# Tabular Playground Series - Jul 2021
## H20(AutoML)

I have been using **Pycaret** to try predictions with various features. The one with the best score is [this notebook](https://www.kaggle.com/astashiro/tps-jul2021-06rethink-features). </br> 
**Score(Pycaret) : 0.20696**

Next, I also tried predicting with **LightAutoML** under the same conditions as the features that worked well with Pycaret. This is  [the notebook](https://www.kaggle.com/astashiro/tps-jul2021-07lightautoml/output?select=LightAutoML_submission.csv). </br>
**Score(LightAutoML) : 0.20509**

Both of these AutoMLs were very nice and gave similar results for the same features, but I decided to try a third AutoML, **H20**.  

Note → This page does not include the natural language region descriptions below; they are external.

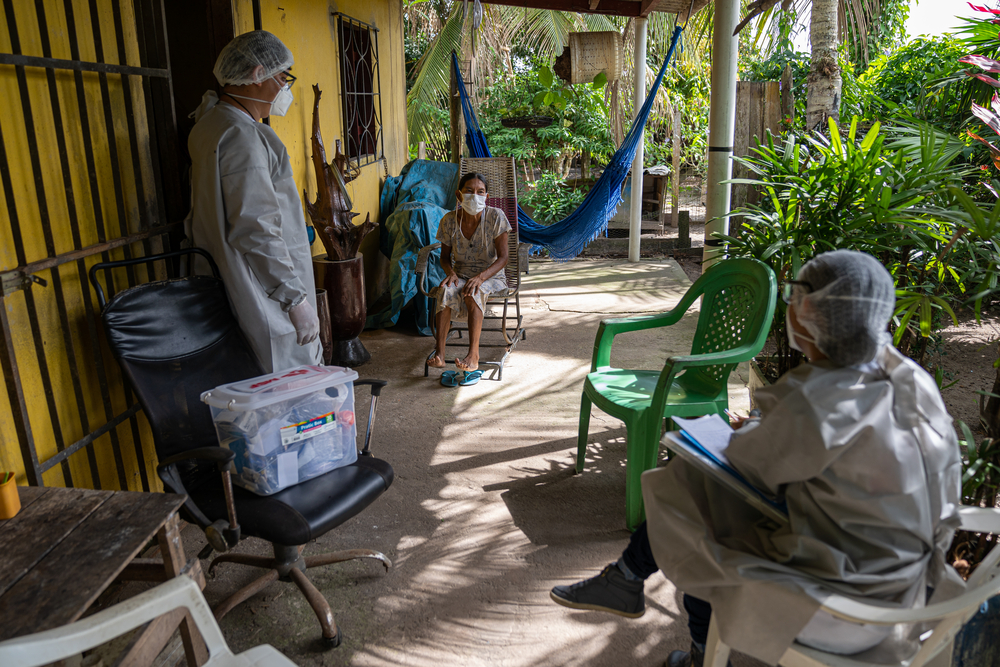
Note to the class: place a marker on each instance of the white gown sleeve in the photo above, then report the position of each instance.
(254, 217)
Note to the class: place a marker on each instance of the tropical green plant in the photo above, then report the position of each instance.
(856, 192)
(919, 78)
(579, 127)
(980, 488)
(551, 198)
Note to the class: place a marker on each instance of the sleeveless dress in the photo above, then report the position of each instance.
(470, 257)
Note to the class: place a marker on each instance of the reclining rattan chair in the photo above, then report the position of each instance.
(175, 339)
(502, 177)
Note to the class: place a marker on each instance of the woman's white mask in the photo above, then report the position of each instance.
(793, 336)
(281, 102)
(473, 204)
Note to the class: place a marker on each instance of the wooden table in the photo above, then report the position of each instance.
(66, 546)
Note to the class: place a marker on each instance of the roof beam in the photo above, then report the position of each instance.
(627, 8)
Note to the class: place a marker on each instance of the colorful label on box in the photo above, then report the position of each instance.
(307, 429)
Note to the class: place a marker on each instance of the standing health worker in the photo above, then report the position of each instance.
(245, 207)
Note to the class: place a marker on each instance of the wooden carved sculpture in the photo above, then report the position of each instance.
(331, 213)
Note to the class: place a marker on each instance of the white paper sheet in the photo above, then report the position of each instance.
(711, 432)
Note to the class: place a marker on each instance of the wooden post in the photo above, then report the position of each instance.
(676, 196)
(787, 95)
(721, 124)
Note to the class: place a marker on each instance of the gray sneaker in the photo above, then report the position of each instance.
(609, 591)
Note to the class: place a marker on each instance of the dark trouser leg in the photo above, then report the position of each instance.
(638, 556)
(699, 616)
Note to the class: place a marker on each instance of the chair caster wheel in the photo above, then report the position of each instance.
(333, 642)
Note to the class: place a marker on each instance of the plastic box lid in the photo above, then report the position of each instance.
(267, 389)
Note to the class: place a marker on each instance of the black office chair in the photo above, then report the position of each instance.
(178, 338)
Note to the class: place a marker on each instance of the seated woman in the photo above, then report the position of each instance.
(473, 255)
(859, 445)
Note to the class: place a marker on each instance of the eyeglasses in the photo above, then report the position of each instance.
(788, 287)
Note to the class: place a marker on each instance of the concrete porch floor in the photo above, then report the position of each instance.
(485, 514)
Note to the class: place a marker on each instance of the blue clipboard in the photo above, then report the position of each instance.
(688, 449)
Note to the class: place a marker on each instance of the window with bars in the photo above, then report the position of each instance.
(360, 90)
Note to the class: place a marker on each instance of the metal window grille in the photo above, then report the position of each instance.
(361, 90)
(110, 120)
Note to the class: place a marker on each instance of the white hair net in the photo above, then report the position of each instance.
(848, 308)
(252, 57)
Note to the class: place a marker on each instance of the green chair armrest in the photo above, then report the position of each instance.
(675, 365)
(610, 328)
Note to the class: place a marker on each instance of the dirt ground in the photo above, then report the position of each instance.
(966, 354)
(486, 514)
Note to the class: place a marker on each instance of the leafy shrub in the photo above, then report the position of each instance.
(552, 198)
(919, 78)
(901, 203)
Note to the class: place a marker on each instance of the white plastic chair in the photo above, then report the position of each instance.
(46, 647)
(945, 618)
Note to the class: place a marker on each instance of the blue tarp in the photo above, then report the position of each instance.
(566, 238)
(411, 206)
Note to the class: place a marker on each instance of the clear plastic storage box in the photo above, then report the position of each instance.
(287, 427)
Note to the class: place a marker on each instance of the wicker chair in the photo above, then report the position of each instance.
(502, 177)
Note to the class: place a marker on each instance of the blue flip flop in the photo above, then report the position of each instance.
(471, 378)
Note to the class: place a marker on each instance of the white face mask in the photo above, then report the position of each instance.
(793, 336)
(281, 102)
(473, 204)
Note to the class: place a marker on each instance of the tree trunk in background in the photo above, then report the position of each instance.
(823, 96)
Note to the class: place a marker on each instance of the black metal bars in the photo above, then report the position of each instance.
(115, 139)
(360, 90)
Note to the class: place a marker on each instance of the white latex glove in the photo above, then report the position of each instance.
(305, 321)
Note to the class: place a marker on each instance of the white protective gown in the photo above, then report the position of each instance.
(868, 462)
(246, 212)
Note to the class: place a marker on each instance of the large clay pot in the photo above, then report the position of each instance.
(344, 282)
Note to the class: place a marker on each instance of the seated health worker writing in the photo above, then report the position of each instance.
(473, 255)
(859, 445)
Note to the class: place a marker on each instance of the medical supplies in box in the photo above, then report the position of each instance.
(287, 427)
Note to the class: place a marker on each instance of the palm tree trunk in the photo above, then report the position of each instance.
(823, 89)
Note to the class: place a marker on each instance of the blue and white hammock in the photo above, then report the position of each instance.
(568, 237)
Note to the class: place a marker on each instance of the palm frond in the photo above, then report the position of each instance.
(433, 76)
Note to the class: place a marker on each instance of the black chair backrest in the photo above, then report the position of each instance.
(174, 340)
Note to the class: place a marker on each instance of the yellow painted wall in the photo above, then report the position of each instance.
(58, 343)
(307, 27)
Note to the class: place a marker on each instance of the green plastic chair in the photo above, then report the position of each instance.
(736, 312)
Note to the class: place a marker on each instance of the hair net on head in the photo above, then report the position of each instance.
(849, 307)
(252, 57)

I guess it depends on the tuning, but the results are still the same. It seems that it is better to choose the AutoML you prefer for its execution speed and visualization of the results.

In [None]:
import numpy as np
import pandas as pd
import matplotlib.pyplot as plt
%matplotlib inline
import seaborn as sns
import warnings
warnings.simplefilter(action='ignore', category=FutureWarning)

import h2o
from h2o.automl import H2OAutoML

In [None]:
df_train = pd.read_csv('../input/tabular-playground-series-jul-2021/train.csv')
df_test = pd.read_csv('../input/tabular-playground-series-jul-2021/test.csv')

In [None]:
df_train['IsTrain'] = 1
df_test['IsTrain'] = 0
df = pd.concat([df_train, df_test], sort=False,axis=0)

df['date_time'] = pd.to_datetime(df['date_time'])

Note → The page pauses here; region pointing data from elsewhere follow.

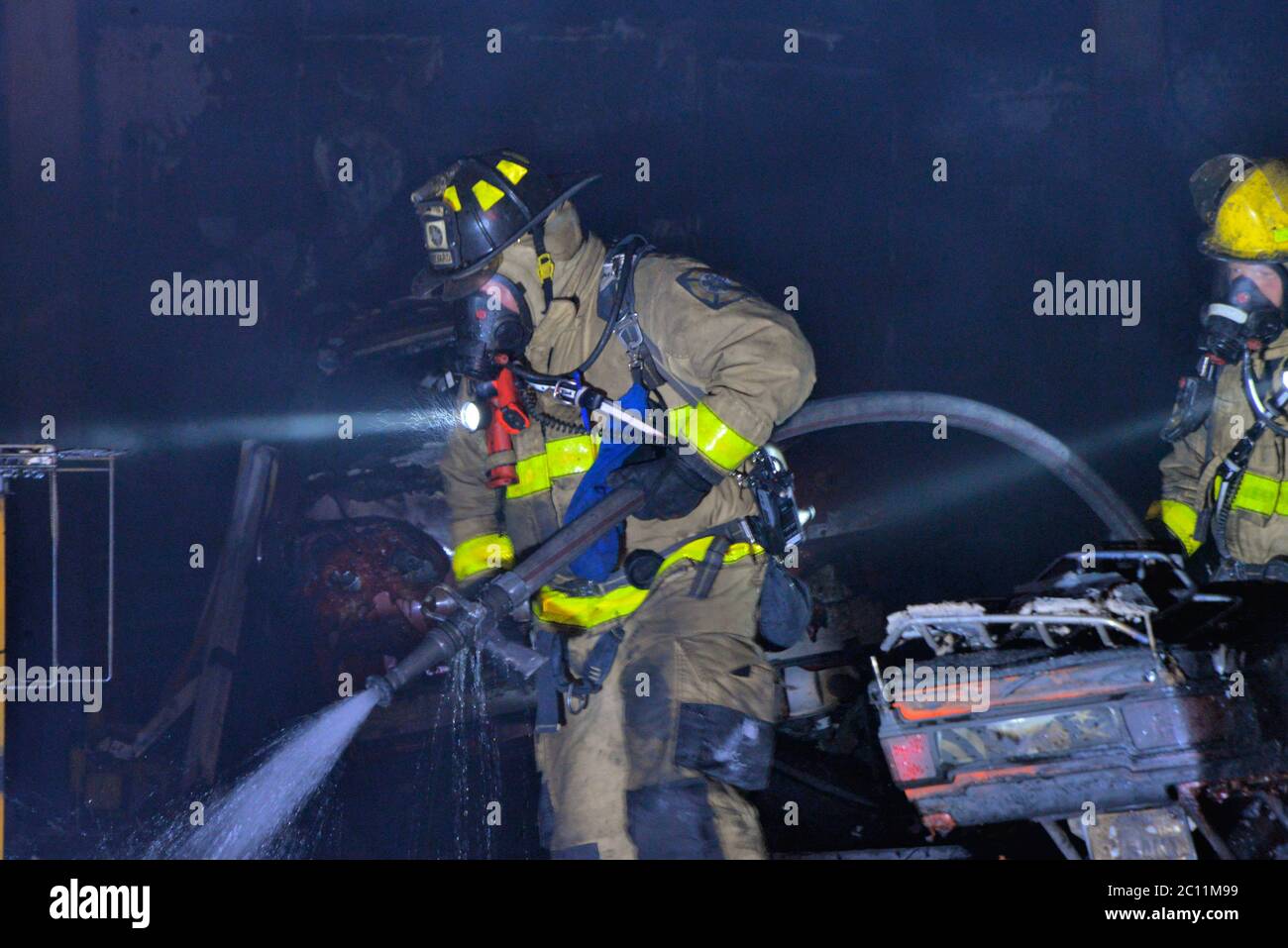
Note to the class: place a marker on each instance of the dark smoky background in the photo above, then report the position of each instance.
(807, 170)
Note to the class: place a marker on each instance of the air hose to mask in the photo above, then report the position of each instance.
(1235, 464)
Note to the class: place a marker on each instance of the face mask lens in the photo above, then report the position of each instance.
(493, 320)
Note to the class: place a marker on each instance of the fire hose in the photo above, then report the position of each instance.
(472, 618)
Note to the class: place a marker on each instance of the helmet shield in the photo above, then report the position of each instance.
(1245, 205)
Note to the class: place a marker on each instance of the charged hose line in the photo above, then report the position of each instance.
(511, 588)
(923, 407)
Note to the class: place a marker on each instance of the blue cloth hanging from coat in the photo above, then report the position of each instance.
(599, 561)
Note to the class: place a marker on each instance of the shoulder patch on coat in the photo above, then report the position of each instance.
(711, 288)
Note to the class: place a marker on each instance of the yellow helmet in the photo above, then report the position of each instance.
(1245, 204)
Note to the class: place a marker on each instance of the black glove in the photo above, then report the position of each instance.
(674, 483)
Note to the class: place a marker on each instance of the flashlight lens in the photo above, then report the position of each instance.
(471, 416)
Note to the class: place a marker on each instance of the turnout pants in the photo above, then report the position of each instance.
(655, 764)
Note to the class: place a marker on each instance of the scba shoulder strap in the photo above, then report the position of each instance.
(617, 307)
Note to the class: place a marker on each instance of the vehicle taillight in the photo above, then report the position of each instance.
(911, 758)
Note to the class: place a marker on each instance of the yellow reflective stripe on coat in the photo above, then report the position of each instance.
(487, 552)
(1180, 519)
(562, 458)
(703, 429)
(1258, 493)
(584, 612)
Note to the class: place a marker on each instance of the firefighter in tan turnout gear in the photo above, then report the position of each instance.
(1225, 481)
(657, 708)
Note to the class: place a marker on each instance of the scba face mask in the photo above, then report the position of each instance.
(492, 321)
(1243, 317)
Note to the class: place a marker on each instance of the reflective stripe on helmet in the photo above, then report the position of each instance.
(561, 459)
(703, 429)
(487, 193)
(511, 170)
(584, 612)
(482, 553)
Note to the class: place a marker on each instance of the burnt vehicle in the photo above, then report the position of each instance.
(1115, 700)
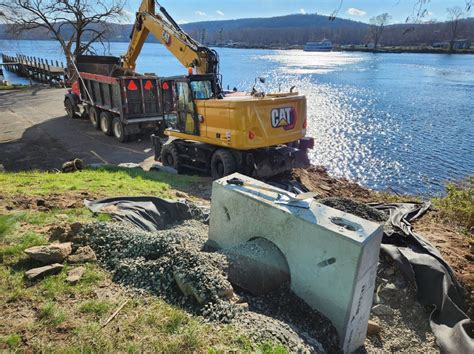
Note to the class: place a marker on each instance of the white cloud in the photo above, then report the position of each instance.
(355, 12)
(128, 16)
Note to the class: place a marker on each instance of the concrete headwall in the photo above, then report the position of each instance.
(332, 256)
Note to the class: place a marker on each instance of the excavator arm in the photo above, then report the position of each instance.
(189, 52)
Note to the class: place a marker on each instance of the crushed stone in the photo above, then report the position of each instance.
(148, 262)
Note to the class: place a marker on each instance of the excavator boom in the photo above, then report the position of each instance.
(189, 52)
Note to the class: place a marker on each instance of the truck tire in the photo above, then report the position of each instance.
(106, 119)
(70, 109)
(222, 164)
(170, 156)
(94, 115)
(119, 130)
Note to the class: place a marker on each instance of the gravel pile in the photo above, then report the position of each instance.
(175, 265)
(404, 322)
(168, 263)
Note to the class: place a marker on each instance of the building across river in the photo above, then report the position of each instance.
(324, 46)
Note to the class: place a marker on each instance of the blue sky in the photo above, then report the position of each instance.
(361, 10)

df['day_of_week'] = df['date_time'].dt.dayofweek
df['hour'] = df['date_time'].dt.hour
df['working_hours'] =  df.hour.isin(np.arange(8, 21, 1)).astype("int")
df.loc[(df['date_time'].dt.month >= 3) & (df['date_time'].dt.month <= 5), 'season'] = 1
df.loc[(df['date_time'].dt.month >= 6) & (df['date_time'].dt.month <= 8), 'season'] = 2
df.loc[(df['date_time'].dt.month >= 9) & (df['date_time'].dt.month <= 11), 'season'] = 3
df.loc[(df['date_time'].dt.month == 12) | (df['date_time'].dt.month <= 2), 'season'] = 4

train = df.query('IsTrain == 1').drop(['IsTrain'], axis=1)
test =  df.query('IsTrain == 0').drop(['IsTrain','target_carbon_monoxide','target_benzene','target_nitrogen_oxides'], axis=1)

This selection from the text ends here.